Moreover, it looks like the public sector agrees. The public sector is increasingly turning to the private sector, and even those whom it would typically be defending against, to fortify the cybersecurity of government networks and systems.
Younger Americans (<35 years old) had a bit more faith in the cybersecurity defenses of the public sector and their answers were near 50/50 on public versus private defenses. Those over 35 years old were more likely to say that the private sector had better cybersecurity defenses. With age comes worry, perhaps.
This worry that the American government is more vulnerable than the private sector could also have parallels with Edelman’s Annual Trust Barometer which found that 59% of Americans view the Government as the most broken institution.
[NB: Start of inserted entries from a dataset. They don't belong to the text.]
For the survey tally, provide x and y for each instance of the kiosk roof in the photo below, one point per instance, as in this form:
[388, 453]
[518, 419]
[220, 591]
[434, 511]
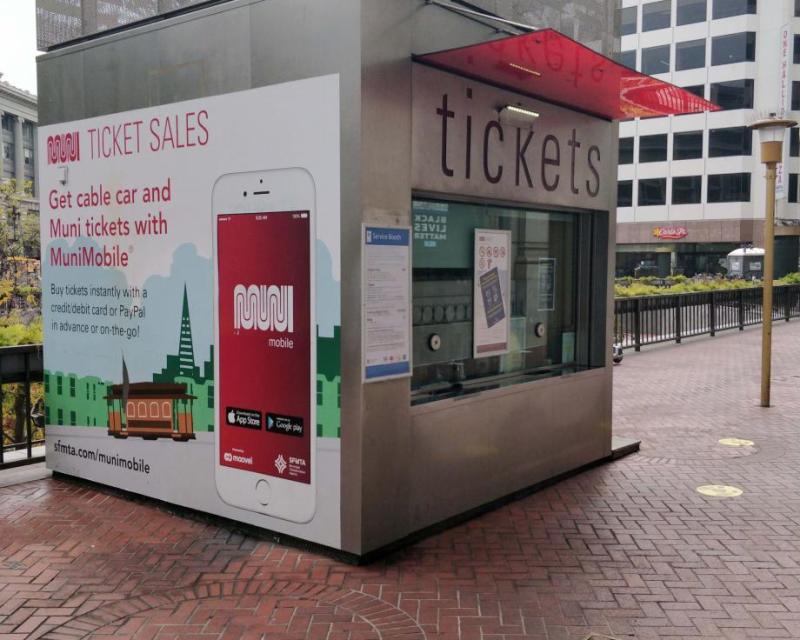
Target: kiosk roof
[550, 66]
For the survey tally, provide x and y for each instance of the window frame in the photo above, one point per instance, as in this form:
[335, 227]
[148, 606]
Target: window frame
[654, 11]
[689, 45]
[643, 183]
[644, 64]
[698, 179]
[643, 146]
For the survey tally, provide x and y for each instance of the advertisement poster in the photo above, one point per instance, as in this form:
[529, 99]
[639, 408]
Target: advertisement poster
[387, 302]
[547, 284]
[492, 295]
[128, 258]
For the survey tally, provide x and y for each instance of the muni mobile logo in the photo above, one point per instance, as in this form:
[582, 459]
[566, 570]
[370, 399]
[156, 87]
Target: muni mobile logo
[63, 147]
[264, 307]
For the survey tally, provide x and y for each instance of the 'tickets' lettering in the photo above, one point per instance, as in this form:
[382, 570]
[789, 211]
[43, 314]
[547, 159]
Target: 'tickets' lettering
[531, 146]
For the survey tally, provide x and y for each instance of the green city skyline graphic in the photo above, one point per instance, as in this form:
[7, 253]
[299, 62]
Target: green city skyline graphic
[81, 400]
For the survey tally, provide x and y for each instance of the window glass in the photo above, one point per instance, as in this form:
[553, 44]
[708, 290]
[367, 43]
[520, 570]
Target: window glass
[690, 55]
[697, 89]
[687, 189]
[652, 192]
[795, 95]
[627, 58]
[627, 21]
[625, 193]
[626, 150]
[656, 15]
[729, 187]
[728, 8]
[550, 253]
[730, 141]
[736, 47]
[687, 145]
[690, 11]
[655, 60]
[733, 94]
[653, 148]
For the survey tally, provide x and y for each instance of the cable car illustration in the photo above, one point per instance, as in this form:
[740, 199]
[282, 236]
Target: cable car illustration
[151, 410]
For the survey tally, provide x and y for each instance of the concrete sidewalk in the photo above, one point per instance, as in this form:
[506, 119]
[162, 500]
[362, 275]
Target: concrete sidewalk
[626, 550]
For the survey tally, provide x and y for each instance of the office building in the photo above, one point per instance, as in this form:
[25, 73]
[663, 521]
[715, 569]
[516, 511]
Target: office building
[691, 188]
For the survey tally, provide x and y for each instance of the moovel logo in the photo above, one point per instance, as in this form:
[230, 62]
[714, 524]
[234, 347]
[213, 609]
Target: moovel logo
[263, 307]
[63, 147]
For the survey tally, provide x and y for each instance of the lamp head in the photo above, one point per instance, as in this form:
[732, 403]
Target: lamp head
[771, 133]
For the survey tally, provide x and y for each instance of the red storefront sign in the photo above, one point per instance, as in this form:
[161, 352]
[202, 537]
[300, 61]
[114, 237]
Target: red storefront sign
[670, 233]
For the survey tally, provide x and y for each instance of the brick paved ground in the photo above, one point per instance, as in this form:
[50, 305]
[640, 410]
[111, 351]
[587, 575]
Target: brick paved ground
[627, 550]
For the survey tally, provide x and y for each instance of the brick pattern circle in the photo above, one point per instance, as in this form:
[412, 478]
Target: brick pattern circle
[243, 609]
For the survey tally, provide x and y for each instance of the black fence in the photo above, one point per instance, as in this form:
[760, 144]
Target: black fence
[21, 405]
[653, 319]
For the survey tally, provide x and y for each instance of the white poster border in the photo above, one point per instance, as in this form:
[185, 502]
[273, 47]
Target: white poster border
[395, 376]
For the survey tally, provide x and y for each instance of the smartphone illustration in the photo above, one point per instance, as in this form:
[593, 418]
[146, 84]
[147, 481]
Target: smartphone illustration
[265, 331]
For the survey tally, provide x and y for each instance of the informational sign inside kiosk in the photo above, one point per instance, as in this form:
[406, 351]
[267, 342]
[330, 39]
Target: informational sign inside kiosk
[191, 300]
[491, 314]
[387, 302]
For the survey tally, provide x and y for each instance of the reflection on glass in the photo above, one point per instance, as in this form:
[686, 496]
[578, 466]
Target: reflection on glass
[547, 332]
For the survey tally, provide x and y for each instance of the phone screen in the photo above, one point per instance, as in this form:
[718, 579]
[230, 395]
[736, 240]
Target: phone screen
[263, 276]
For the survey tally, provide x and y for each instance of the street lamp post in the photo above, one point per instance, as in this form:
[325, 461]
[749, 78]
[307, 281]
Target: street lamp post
[771, 133]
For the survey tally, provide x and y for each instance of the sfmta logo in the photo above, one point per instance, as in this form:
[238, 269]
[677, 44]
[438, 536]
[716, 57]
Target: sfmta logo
[63, 147]
[264, 307]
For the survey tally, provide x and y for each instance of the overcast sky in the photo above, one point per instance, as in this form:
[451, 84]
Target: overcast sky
[18, 43]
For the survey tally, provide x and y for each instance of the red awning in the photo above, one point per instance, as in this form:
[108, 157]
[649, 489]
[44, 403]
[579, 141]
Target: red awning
[548, 65]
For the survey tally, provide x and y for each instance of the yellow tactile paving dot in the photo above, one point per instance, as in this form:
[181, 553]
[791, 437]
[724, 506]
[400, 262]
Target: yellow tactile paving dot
[737, 442]
[719, 491]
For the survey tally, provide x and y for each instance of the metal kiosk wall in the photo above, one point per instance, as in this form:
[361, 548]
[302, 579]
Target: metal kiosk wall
[206, 177]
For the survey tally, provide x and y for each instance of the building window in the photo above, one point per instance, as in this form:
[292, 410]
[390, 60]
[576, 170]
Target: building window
[548, 301]
[729, 187]
[656, 15]
[795, 95]
[627, 21]
[687, 189]
[733, 94]
[627, 58]
[729, 8]
[687, 145]
[697, 89]
[690, 54]
[625, 193]
[653, 148]
[655, 60]
[736, 47]
[626, 150]
[652, 192]
[691, 11]
[730, 141]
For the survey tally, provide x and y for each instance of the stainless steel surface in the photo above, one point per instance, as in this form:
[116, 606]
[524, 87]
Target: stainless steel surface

While our study shows that American citizens may differ in terms of their views on the types of attacks that pose the most risk to our institutions and processes, two things are abundantly clear: Americans believe the threats posed to the U.S. election system by state-sponsored cyberattacks and nefarious activity online are very real. With sophisticated bad actors continuously devising new ways to exploit vulnerabilities, we can expect the government to ramp up its activity to fortify defenses by tapping into the private sector as the battle to protect democracy continues to evolve.